What are some good artificials to use during this time of year?


----------



## surfstryker (Sep 28, 2007)

Plastic worm on the bottom slow.


----------



## First Catch (Oct 1, 2007)

Thanks.


----------



## Midnight Rider (Sep 30, 2007)

Johnson's Beatle spin for Crappie.


----------



## RiVerRaT (Dec 14, 2007)

Dynamite and a dip net oke


----------



## patriot10 (Dec 1, 2007)

_I like to use a crank bait fished slow, but with the way the weather has been its up in the air what to use._


----------



## chuckseven (Oct 6, 2007)

I'm not sure for the pan handle but I've been fishing in central Florida since 1981 and here is my expereince fo rdown here..

Jan.-Feb. 15th

Crappie / specks Artificial Hal Fly jig..either jig slowly off the bow of your boat , or drift on the bottom.

Live bait...hook minnow through both lips..fish with bobber about 1 -2 feet off th ebottom.

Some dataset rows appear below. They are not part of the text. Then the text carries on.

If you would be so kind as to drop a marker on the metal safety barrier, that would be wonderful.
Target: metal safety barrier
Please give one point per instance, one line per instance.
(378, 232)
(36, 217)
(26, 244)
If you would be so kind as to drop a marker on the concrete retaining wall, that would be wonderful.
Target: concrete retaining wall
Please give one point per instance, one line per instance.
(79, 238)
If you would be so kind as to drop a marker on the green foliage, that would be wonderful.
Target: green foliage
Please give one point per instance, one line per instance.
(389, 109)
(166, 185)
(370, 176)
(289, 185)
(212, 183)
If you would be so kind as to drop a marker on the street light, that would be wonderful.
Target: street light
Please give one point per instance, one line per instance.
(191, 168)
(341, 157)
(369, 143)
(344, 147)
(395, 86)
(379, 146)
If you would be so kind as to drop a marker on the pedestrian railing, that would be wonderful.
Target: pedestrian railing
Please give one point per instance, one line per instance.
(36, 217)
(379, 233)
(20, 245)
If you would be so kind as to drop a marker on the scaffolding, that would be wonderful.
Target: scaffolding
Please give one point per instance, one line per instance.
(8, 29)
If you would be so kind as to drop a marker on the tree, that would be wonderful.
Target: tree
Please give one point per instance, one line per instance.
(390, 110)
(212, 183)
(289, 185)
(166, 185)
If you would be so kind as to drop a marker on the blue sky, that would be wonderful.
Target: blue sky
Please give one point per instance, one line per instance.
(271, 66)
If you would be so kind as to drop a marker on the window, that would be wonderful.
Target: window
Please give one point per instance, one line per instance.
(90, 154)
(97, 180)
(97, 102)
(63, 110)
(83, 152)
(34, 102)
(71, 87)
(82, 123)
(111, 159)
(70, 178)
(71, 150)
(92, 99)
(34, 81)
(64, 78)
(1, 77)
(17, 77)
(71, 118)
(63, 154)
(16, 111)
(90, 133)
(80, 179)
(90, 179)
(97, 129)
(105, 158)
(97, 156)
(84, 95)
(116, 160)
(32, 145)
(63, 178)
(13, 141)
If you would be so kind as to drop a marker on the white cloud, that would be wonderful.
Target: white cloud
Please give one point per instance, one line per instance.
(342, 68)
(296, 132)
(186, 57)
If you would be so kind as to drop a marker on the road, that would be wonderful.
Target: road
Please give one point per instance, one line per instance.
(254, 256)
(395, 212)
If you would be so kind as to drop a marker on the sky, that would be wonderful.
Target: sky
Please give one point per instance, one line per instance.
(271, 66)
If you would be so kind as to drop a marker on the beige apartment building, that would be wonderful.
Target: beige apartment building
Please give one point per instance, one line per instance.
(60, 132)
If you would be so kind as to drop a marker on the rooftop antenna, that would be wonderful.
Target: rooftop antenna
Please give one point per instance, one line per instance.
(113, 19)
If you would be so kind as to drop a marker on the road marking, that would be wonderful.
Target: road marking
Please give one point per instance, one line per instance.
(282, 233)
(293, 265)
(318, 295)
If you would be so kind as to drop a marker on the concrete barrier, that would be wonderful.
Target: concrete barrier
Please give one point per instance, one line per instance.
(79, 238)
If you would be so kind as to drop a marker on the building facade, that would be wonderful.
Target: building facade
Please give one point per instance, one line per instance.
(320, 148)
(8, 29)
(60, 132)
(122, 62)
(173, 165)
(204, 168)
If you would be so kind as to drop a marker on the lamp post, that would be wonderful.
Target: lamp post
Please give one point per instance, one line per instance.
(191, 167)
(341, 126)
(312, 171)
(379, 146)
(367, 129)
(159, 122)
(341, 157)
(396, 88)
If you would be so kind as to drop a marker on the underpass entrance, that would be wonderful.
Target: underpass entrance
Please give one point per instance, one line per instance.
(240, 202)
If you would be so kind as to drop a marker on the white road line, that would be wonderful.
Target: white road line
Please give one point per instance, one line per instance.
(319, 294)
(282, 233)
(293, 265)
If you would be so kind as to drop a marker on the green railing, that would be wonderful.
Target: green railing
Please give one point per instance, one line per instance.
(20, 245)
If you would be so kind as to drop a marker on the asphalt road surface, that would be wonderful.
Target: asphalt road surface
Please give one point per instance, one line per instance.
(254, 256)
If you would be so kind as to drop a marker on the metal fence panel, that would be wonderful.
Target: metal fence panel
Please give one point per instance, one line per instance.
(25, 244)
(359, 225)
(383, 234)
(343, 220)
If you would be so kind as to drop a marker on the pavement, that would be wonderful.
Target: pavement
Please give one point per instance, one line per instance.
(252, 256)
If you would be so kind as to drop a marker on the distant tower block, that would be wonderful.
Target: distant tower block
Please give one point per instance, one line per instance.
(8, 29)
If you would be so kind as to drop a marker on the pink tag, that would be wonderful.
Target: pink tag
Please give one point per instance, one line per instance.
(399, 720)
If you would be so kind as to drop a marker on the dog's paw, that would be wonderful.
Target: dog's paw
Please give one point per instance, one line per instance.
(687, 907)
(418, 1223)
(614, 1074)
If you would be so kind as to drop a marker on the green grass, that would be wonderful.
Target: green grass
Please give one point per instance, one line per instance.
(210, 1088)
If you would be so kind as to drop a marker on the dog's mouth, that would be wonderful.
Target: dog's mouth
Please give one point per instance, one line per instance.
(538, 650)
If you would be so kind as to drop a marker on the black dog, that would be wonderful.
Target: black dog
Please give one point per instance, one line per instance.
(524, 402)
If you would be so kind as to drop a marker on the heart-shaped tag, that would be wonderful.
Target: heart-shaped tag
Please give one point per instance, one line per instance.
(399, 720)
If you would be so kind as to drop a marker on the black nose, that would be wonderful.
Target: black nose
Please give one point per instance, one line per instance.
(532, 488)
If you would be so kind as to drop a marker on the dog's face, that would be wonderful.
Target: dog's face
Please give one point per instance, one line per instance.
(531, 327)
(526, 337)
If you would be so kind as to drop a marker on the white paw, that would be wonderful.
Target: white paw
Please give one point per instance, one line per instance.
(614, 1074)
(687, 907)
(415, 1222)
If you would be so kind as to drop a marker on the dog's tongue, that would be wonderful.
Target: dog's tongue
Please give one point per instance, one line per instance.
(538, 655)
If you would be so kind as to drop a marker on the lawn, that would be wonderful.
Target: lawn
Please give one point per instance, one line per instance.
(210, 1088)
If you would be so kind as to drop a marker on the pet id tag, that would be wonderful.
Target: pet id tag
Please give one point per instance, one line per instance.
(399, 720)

Shellcrackers/ red earred sunfish..fish the bottom with smallest split sho tyou got..1/2 of BB and live red worm

Feb, 15th through April 15th..Bass.

most successful ..live shiner ..2 foot off the bottom

Artificial..Soft rubber worms..pegged Texas rig..flip or pitch in heavy cover..20 pound Power Pro line.

Weeds..white weedless spinner baits or top water

April 15th - June 1st..bluegill ..red worms bottom..

or fly rod poppers....or 1/16th ounce rooster tails or beetle spins


----------